PREVIEW:  The CPR Institute and WestLegalEdCenter will present a hot-topics seminar this Friday, noon Eastern, on the effects of last week’s Cassel decision, described below.  The session will provide one hour of Ethics CLE credit, accredited in jurisdictions nationwide.  A direct link to the course description and registration details, with an automatic 25% discount for CPR Institute members using their work E-mail addresses, can be found here.   

California’s Supreme Court last week made clear that California’s mediation confidentiality statutes are not subject to judicial construction or judicially crafted exceptions, even when policy concerns pull in the opposite direction.

In Cassel v. Superior Court of Los Angeles County,  No. S178914 (Jan. 13, 2011)(available here), the Court held that the mediation confidentiality statutes bar the use of attorney-client communications during mediation when used later as evidence in an attorney malpractice suit.  The decision reversed an appeals court, and follows a line of cases, analyzed in the opinion, on California Evidence Code mediation confidentiality protections.

The state’s top Court determined that it was compelled to reverse because the Court of Appeal’s conclusion was “a judicially crafted exception to the unambiguous language of the mediation confidentiality statutes in order to accommodate a competing policy concern.”
The concern that led to the appellate decision, and what the court here admits might be compromised, is the client’s ability to pursue a malpractice action.  In this case, petitioner Michael Cassel brought a malpractice suit against his former attorneys at Wasserman, Comden, Casselman & Pearson in Los Angeles—now known as Wasserman, Comden, Casselman & Esensten--alleging that they had breached their professional, fiduciary, and contractual duties to him during a mediation.  (The background can be found in our article on the appellate decision, here).

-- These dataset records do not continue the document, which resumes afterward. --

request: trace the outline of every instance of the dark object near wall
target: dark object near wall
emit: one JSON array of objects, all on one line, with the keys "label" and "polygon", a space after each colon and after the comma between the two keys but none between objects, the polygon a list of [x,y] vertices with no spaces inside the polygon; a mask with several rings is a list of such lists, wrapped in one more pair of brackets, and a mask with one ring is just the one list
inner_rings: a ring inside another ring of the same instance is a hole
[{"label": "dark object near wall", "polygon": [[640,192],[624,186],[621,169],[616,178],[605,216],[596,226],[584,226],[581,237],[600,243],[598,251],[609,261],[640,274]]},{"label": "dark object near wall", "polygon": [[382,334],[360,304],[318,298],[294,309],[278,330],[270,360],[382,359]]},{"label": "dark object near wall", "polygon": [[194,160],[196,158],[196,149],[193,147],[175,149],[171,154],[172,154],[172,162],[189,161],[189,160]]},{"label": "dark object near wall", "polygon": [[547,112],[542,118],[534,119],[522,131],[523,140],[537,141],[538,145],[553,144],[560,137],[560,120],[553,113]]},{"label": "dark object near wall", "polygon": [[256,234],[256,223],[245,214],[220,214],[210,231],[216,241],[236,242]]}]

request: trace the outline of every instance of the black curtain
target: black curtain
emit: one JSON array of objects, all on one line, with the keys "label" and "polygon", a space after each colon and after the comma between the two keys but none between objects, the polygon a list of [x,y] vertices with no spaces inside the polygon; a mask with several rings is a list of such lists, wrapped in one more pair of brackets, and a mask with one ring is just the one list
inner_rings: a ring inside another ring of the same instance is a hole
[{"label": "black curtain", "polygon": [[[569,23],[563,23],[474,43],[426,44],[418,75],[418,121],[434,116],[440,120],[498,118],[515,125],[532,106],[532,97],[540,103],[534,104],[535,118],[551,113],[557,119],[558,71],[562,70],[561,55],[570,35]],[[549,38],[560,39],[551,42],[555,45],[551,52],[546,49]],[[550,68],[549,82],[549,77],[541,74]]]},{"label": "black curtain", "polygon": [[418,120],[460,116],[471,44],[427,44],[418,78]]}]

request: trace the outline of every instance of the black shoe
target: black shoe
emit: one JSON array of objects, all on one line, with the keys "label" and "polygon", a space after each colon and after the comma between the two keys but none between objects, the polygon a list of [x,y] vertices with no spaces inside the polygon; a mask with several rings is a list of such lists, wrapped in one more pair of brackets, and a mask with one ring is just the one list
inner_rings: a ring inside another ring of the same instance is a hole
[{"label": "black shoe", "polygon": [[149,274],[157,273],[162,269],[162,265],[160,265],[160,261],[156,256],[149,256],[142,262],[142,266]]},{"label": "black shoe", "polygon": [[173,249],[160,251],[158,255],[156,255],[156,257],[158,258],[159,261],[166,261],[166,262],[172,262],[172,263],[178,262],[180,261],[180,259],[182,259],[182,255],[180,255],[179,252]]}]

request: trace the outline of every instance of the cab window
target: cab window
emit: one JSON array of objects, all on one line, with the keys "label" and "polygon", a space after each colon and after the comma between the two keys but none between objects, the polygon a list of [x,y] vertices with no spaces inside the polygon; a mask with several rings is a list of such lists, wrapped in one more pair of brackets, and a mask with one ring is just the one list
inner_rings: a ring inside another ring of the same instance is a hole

While the court recognized a policy concern about allowing malpractice actions to proceed, it emphasized that weighing that concern against an interest in confidentiality is exclusively the Legislature’s domain.

The Court recognized exceptions to the mediation confidentiality statutes, including those for provided in the laws themselves, and those that implicate due process or are necessary to avoid a reading of the statutes that is absurd and clearly contrary to legislative intent.

The Court, however, rejected the claim that any of these apply to Cassel.  It firmly refused to allow for any additional exceptions, insisting that there is simply no room for such exceptions to the unambiguous statutes.